BÖLÜM 3 #ErYa

56 7 11
                                    

Öncelikle merhaba canlarım, bu bölümü okuyan biri olacak mı bilmiyorum. Yine de gelip bi yazmak, nasılsınız öğrenmek istedim. Umarım iyisinizdir. Buralar maalesef benim bu kitaba başladığım zamanki gibi değil artık, eski neşesi yok, kimsecikler kalmadı. Açıkçası benim de yazma hevesim kaçtı biraz, biliyorsunuz olanları. Felaketler, depremler, can kayıpları, yok olan şehirler... Bunun yanında daha yenilerde öğrendiğimiz bişey de birazcık kırdı şevkimi; Reynmenin nişan haberi. Şaka yapıyorum bu arada, bunun bizim adımıza sevindirici bir haber olduğunu biliyorum, Allah mutlu mesut etsin inşallah onu. Ama biraz inancım bu konuda kırık da olsa ben inanıyorum ki hala bir yerlerde beni ve kitabımı destekleyen birileri var... Eğer şu anda bu satırları okuyorsanız bilin ki, yazarınız sizi çok seviyor<3 Daha fazla uzatmadan bölüme geçmek istiyorum. Biliyorsunuz ki en son attığım bölümde size bir özel bir bölüm yazacağımı söylemiştim, hatırlamıyor olmanız normal, yılda bir bölüm attığım için:D Her neyse canlar, sizi bölümle baş başa bırakıyorum, keyifli okumalarr<3

Yahya'dan

Bilgisayarımın başında oturmuş huzurlu huzurlu oyunumu oynuyordum. Bu kadar uzun süren bir huzur ortamı beni ürkütmüyor değildi açıkçası. Fırtına öncesi sessizliklerden biri de olabilirdi, kim bilir? 

Bu düşünce aklımın ucundan geçtikten sadece üç saniye sonra duyduğum o sesle yerimden sıçradım.

Erva:YAHYA!

Sesin çok yakından gelmesi beni daha da ürkütmüştü. Yavaşça arkamı döndüm.

Ben: Efendim karıcım?

Kapının orda bir bana bir bilgisayara bakıyordu.

Erva: Yarım saattir sana sesleniyorum duymuyor musun! Yine oyun oynuyorsun ya!

Oturduğum yerden kalkıp gülümsedim.

Ben: Tamam özür dilerim. Noldu?

Erva: Bişey olduğu yok sadece konuşmak istiyorum.

Kaşlarımı hafif çatarak ciddileştim. Canı bir şeye sıkılmış olmalıydı.

Ben: Bişey mi canını sıktı yavrum?

Derin bir nefes verdi. 

Erva: Gel içeri konuşalım. Ve şu salak oyunu da kapat artık.

İşaret parmağının hedefinde monitörümde durmadan aynı hareketleri tekrarlayan karakterim vardı. Gülerek bilgisayara döndüm. 

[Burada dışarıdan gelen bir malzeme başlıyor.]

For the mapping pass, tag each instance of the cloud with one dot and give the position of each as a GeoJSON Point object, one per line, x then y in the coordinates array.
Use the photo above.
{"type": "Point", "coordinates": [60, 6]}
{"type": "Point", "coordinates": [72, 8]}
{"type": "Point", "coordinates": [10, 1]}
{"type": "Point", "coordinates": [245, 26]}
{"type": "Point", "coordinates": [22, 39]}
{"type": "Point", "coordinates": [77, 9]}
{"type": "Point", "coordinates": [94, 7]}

Ben: Tamam sen git ben kapatıp geleyim.

Bilgisayarımı kapatıp yatak odasından bir battaniye aldım ve oturma odasına geçtim. Erva'nın arkasındaki yastığı dikleştirip oturmasına yardım ettikten sonra battaniyeyi omuzlarına koyup yanına oturdum.

Ben: Anlat bakalım nedir güzel canını sıkan?

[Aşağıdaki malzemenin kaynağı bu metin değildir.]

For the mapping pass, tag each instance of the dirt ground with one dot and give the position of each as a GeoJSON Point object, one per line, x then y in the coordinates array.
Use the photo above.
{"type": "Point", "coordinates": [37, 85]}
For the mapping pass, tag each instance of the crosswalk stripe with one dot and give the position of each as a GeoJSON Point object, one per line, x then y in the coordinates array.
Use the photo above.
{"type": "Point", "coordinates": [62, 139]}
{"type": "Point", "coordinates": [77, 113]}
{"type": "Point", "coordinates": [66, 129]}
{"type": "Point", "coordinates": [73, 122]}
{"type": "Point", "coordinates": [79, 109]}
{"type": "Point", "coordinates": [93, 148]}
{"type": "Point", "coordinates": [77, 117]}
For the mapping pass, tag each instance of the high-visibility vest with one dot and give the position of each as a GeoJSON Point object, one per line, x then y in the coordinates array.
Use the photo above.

Erva: Bilmiyorum ki Yahya... Tam olarak ne canımı sıkıyor, ne beni üzüyor, ne mutlu ediyor bilmiyorum. Doğum yaklaştıkça iyice duygularım birbirine girdi. Kendimi hiç iyi hissetmiyorum. Zaten benim derdim bana yeterken bir de başıma Yelda çıktı. Buraya gelmek istiyormuş.

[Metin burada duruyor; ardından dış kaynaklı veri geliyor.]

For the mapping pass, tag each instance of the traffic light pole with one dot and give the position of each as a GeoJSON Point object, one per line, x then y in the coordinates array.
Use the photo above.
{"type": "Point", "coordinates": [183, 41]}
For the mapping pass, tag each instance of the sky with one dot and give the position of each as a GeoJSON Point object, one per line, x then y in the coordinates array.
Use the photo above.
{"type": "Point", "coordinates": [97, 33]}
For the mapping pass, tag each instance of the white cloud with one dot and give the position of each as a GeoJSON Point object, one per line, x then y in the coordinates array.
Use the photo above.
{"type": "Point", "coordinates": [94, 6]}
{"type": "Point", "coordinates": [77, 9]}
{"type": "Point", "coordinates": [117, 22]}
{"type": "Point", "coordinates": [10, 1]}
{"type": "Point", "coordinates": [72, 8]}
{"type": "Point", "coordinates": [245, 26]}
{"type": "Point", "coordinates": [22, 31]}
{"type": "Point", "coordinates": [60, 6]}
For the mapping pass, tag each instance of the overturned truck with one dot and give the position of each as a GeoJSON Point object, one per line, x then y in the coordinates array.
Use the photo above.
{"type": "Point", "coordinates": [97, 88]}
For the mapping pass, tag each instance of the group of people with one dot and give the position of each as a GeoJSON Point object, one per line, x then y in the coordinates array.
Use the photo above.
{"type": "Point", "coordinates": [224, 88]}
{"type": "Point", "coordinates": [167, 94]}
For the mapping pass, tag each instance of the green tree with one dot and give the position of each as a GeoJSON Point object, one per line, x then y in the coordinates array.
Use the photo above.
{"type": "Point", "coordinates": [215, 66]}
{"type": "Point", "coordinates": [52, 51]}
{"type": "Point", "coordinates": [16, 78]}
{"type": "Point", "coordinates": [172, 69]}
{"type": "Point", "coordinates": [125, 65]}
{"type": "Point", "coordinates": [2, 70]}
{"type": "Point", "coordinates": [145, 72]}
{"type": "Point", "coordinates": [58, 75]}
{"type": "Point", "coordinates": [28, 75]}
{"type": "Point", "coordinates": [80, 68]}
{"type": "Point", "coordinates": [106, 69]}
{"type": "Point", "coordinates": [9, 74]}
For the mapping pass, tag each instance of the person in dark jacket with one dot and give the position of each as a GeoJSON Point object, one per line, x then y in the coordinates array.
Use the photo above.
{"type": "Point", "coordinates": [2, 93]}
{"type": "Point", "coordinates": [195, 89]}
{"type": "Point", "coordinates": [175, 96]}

Ben: Gelmesi iyi bişey değil mi ben anlamadım? Yusuf'la araları bozuk diye mi endişelisin?

Erva: Hem o, hem de... Söyleyeceklerime gülme ama ben Yelda'nın o enişte bozuntusuyla bir olup Yusuf abimi oyuna getirdiklerini düşünüyorum.

Söylediklerinden bişey anlamamıştım.

Ben: Gülüm nasıl? Bir insan kardeşine neden tuzak kurar?

Erva: Yusuf abim kaşındı da ondan.

Ben: Yusuf mu kaşındı? 

Bir yandan zihnimi yokluyordum, Yusuf'un kendini bıçaklaması, hastaneden alınan raporlar, tam da Yusuf hastanedeyken damdan düşercesine evlenip kaçıp gitmeleri...

Erva: Yusuf abim baştan beri o heriften şüpheliydi zaten. Kimse ona inanmıyordu, gidip araştırdı o da. Meğer adam kirli işlere bulaşmış. Benim bu salak abim de, hep beraber otururlarken bak ayağını denk al, ben bişeyler biliyorum der gibi adama aba altından sopayı göstermiş. O gün ben de ordaydım, o adamın yüzünün nasıl kıpkırmızı olduğunu gözlerimle gördüm. Yelda da bişeyler biliyor olmalı ki, onun yüzü de tuhaf bir hal aldı. Bu akşamdan iki gün sonra olanlar oldu. 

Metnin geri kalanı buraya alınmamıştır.